Was macht der Geburtshelfer nach der Geburt? Konkret: Was macht Martin Heller am 16. Mai, an dem Tag, nach dem der Expo-Zauber gezündet wurde?

“Die Geburt wird sich hinziehen. Das Kind braucht noch wochenlang Nachbetreuung. Ich werde verbessern, vermitteln, repräsentieren, debattieren. Es gibt dazu viele Anfragen, und ich werde ihnen gerne nachkommen. Schliesslich liegt ein Teil der Wirkung der Expo auch darin, dass bestimmte Fragen aus dem Ganzen herausgeschält und ins richtige Licht gerückt werden. Überrascht haben mich die Anfragen für Vorträge und Diskussionen ausserhalb der Arteplages. Die zielen, bereits wenige Wochen nach der Eröffnung, auf Auswertung. Zum Beispiel will der Club der Harvard-Absolventen Sinnfragen erörtert haben. Ein interessantes Publikum für die Auseinandersetzung über kulturelle Aspekte in der Ökonomie. Solche Foren der Auswertung sind wichtig mit Blick auf das dritte Leben der Expo, nach dem 20.Oktober.”

Aus dem anfänglich skeptisch bis feindselig verfolgten Martin Heller scheint ein allseits gefragter und respektierter Mann geworden zu sein. Wundert Sie das selber? Oder wollen Sie mir verraten, mit welchem “Marketing” Ihnen das gelungen ist?

“Erst einmal: Die Ausstellung hat noch nicht begonnen. Und Zuneigung kann auch schnell wieder umschlagen. Aber: Ausschlaggebend für den Umschwung war sicher der lange Atem – und die Konsistenz der Argumentation. Ich habe zwar dauernd dazugelernt, meine Grundanschauung jedoch nie korrigieren müssen. Als ich vor drei Jahren begann, musste ich mir sehr rasch ein intellektuelles Grundgefüge zurechtlegen: Was kann die Expo in unserer gesellschaftlichen Situation sein – und was nicht? Wie verhält sie sich zu ihrer eigenen Geschichte? Die erste Grundannahme hiess: Eine Ausstellung für alle – also weg von den berühmten fünf Prozent, die Kultur in ihrer Freizeit nutzen, hin zu praktisch hundert Prozent, also tendenziell zu allen, die in der Schweiz leben.”

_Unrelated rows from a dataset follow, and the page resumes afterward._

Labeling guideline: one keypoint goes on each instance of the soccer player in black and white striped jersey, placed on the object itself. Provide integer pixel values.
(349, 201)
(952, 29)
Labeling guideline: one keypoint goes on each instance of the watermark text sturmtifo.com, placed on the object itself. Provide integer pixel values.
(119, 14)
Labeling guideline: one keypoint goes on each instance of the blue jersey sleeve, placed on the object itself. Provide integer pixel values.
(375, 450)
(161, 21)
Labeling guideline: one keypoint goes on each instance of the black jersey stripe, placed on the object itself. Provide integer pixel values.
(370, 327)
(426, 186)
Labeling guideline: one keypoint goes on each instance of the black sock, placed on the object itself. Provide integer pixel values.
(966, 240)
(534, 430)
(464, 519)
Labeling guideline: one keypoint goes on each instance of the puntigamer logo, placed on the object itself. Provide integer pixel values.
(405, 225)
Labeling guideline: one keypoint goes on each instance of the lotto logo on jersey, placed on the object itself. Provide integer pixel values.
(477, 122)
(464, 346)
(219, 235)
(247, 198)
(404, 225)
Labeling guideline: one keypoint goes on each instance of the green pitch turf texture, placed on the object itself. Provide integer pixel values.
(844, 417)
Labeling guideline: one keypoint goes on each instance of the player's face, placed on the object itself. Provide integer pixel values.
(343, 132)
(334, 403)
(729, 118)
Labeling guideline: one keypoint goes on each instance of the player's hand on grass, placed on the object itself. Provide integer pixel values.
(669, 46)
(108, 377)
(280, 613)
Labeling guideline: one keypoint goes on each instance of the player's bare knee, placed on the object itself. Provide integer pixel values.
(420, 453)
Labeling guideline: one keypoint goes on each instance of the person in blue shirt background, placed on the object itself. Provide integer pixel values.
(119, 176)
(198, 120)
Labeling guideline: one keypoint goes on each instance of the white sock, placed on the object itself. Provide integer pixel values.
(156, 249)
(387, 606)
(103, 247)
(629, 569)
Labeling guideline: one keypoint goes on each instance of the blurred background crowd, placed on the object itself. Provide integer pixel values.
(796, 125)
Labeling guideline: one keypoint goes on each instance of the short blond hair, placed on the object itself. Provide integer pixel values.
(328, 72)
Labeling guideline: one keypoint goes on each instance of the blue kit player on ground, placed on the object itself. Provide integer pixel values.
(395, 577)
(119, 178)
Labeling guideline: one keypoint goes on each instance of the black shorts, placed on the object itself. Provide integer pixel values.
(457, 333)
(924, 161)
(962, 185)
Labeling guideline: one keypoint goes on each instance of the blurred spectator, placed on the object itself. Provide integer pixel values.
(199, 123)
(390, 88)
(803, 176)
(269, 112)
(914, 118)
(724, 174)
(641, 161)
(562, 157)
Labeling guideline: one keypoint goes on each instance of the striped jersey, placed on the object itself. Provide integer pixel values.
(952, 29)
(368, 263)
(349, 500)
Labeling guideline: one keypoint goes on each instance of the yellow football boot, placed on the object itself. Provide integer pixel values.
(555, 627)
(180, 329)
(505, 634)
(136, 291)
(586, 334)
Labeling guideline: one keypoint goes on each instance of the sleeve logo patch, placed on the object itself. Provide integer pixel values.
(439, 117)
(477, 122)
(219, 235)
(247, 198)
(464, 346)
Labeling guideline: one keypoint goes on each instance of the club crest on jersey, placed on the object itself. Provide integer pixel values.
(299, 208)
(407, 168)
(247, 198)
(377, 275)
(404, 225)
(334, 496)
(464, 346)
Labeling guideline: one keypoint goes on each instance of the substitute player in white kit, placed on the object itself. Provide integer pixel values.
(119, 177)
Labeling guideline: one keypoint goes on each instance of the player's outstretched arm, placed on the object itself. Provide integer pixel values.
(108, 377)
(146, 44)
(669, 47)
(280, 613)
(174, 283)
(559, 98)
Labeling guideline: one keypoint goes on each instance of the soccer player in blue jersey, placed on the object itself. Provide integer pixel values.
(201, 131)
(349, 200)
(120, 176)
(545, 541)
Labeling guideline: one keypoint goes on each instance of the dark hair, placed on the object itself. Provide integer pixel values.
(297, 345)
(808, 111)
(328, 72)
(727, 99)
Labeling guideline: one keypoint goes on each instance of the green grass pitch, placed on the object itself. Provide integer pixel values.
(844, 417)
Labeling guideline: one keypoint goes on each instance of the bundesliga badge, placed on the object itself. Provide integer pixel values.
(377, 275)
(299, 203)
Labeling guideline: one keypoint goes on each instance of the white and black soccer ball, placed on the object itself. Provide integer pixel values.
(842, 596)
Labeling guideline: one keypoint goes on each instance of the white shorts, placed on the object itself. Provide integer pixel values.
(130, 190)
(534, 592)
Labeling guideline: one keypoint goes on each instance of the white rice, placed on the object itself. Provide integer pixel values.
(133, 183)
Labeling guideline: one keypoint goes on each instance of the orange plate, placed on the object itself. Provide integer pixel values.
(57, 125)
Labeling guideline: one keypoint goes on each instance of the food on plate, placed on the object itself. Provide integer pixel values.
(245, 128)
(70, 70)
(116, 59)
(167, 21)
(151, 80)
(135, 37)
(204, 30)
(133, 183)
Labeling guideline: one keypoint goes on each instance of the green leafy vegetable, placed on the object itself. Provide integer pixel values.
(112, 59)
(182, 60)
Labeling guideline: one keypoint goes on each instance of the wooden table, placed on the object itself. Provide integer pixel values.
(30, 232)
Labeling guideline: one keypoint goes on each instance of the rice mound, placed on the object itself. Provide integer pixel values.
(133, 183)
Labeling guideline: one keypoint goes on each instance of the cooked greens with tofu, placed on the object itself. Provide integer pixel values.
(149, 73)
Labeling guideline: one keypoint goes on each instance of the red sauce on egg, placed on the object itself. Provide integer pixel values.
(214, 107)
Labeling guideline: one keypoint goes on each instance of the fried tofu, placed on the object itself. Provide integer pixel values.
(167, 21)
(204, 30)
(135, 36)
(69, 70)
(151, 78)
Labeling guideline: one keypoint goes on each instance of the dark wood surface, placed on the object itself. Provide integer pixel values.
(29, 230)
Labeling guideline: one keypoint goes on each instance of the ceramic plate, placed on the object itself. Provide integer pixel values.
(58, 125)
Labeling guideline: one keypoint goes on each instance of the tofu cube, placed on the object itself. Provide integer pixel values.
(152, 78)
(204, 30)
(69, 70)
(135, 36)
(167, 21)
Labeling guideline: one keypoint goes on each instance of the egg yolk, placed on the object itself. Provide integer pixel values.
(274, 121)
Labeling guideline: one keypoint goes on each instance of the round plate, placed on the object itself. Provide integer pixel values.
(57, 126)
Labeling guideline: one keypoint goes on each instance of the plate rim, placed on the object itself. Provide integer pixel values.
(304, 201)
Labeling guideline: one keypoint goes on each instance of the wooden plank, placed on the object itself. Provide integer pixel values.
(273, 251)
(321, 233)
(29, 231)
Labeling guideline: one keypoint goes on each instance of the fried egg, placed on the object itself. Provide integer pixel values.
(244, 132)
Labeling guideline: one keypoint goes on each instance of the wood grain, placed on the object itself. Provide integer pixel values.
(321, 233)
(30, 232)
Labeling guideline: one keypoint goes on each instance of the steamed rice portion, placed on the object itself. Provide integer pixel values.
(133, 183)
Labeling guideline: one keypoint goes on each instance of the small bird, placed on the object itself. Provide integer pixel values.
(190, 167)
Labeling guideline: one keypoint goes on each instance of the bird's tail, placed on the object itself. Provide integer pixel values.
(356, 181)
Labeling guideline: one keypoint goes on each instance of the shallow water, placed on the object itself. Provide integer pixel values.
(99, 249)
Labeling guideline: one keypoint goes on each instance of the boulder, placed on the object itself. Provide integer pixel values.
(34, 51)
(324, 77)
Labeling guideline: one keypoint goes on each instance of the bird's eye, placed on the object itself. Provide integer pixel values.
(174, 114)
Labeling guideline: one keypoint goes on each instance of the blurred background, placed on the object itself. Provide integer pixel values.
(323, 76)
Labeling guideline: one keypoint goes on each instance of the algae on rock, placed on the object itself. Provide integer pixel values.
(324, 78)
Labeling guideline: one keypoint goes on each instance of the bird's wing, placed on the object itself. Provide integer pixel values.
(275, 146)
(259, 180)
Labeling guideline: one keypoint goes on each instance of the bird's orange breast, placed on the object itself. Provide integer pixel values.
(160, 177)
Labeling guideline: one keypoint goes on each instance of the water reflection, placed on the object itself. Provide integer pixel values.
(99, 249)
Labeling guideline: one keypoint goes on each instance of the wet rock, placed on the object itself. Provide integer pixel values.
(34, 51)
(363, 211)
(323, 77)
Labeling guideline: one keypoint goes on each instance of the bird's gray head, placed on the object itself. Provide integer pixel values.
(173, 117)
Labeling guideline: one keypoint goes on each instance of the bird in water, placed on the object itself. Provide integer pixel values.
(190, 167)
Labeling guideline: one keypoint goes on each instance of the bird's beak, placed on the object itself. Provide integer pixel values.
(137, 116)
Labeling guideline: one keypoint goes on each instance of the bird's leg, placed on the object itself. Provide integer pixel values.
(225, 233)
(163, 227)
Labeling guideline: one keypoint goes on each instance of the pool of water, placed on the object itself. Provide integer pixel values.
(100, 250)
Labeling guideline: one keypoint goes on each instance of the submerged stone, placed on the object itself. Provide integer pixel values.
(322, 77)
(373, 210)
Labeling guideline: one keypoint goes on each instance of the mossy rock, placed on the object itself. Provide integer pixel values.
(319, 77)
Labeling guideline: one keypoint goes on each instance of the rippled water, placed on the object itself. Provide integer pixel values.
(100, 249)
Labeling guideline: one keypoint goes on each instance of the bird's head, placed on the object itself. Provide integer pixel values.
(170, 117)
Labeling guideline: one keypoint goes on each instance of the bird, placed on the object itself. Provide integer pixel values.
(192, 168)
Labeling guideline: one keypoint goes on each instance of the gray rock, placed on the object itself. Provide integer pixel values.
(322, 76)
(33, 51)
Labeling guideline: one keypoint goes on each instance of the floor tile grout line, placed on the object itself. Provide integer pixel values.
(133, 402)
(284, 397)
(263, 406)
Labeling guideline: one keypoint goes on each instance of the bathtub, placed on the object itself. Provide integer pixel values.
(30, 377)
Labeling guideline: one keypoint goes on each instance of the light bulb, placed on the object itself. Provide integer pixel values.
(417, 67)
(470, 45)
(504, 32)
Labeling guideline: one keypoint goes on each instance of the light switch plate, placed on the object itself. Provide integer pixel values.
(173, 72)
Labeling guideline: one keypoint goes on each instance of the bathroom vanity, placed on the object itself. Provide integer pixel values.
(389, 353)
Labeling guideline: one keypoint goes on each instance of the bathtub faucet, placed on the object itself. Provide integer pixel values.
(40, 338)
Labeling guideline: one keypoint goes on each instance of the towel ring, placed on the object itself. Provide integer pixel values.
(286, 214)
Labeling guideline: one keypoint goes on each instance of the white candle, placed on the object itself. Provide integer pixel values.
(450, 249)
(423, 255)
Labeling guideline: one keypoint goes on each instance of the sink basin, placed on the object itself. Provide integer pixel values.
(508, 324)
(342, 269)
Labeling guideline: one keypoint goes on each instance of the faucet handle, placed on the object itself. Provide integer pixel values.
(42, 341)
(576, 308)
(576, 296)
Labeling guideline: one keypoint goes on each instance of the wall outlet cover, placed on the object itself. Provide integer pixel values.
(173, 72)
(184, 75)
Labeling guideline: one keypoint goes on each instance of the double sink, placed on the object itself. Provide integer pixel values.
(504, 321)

Damit liefen Sie der Kulturkritik auch gleich ins Messer.

“Natürlich. Eine Ausstellung für alle: Das heisst normalerweise, es konzipiert einer im Glattzentrum eine Ausstellung mit Krippenfiguren – das ist für alle. Dass einer wie ich das sagt und dem auch nachlebt, das wurde lange gar nicht verständlich. Wogegen viele wirtschaftliche Partner mir das im besten Sinne abkauften. Sie glaubten es, weil sie auch stets Einblick in die Werkstatt der Ideen hatten.”